NASA’s Next Interstellar Breakthrough: The Mission Concepts That Could Actually Fly

What would it take to accelerate to Interstellar space by a NASA spacecraft deliberately, within a time that is short enough that the people who designed it and studied it will be available to analyze the findings?

Image Credit to wikimedia.org

The Voyager spacecraft is currently the only object that has been capable of performing its measurements in interstellar, and its aging instruments have made a planetary “grand tour” the first real sampling of the medium between stars in the history of humanity. NASA terms Voyager Interstellar Mission as a space exploration to investigate the interstellar space beyond the heliosphere an area which is not defined by its distance but by the physics of a boundary where the wind of the Sun gives way to the galaxy.

It is not a line but a layered interface, with well-defined regimes which are not only important to science but also to spacecraft design. The external structure of the heliosphere is made up of a termination shock which marks the sudden slowing of the solar wind, a turbulent heliosheath, and the heliopause or the entrance to interstellar space. Voyager 1 entered interstellar space at approximately 122 AU (approximately 11 billion miles), and the situation was complicated by the demise of one of its major instruments several decades before. The validation was to be based on other diagnostics, such as plasma wave measurements that could be used to deduce changing density around the spacecraft. The subsequent crossing of Voyager 2 was aided by the fact that the probe had a functional plasma instrument, which taught an important lesson to any future venture: interstellar boundary science is instrument-redundancy science, since it is the combination of multiple sensors that detects the existence of an invisible change in the environment.

That lesson is already being incorporated into missions closer in time that would consider the heliosphere a system to be mapped not crossed.

The Interstellar Mapping and Acceleration Probe (IMAP) of NASA is aimed at monitoring the solar wind and energetic particles and developing a more detailed image of the interaction of the heliosphere with the local interstellar environment. Located in L1, some 1 million miles toward the sun beyond Earth, IMAP is an integration of the boundary science with operational space-weather monitoring, giving roughly 30 minutes of notice of approaching dangerous conditions of the particles. Though not an interstellar probe, the approach to measurements of IMAP ten instruments based on concepts of particles and fields as well as signatures of interstellar material illustrates how modern heliophysics considers the heliosphere as a dynamic, protective “bubble” the shape of which and its permeability are of interest to technology and exploration near home.
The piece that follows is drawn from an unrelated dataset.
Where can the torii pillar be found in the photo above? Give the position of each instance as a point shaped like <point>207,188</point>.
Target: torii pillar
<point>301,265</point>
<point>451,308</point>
In the case of a real interstellar precursor, propulsion is the constraint of the gate, since not only is the interstellar space far, but it is time-consuming. The main constraint is bluntly expressed by the NASA technical evaluation of the propulsion systems needed to bring near-interstellar precursors: near-interstellar travel cannot take longer than the career life of the research team. Within that pragmatic window, the ideas that best match flight-ready engineering are not some sort of exotic spacetime shortcuts but mixtures of already proven ideas: giant solar sails to take advantage of sunlight with no propellant spending; electric propulsion scaled to deep space cruise; and judicious applications of gravity or aerogravity assistance to bend up the trajectories with no use of fuel. All of these options transfer the challenge to other engineering fields- ultralight thin films and deployment to sails, long-lasting thrusters and a reliable power source to electric propulsion or thermal and navigation margins to close planetary approaches.

In addition to them, higher-energy ideas such as beamed-energy sails, fusion, and even antimatter which are still primarily theoretical due to their reliance on infrastructure or storage, or energy-handling facilities not yet developed to travel to space are highlighted by the same assessment. The near-term “could actually fly” route thus appears not to be so much as a one-breakthrough, but rather systems integration: durable multi-sensor heliophysics packages informed with the diagnostics hard-won during Voyagers flight, combined with propulsion systems architectures that trade novelty with reliability, and developed on a decade-scale time scale.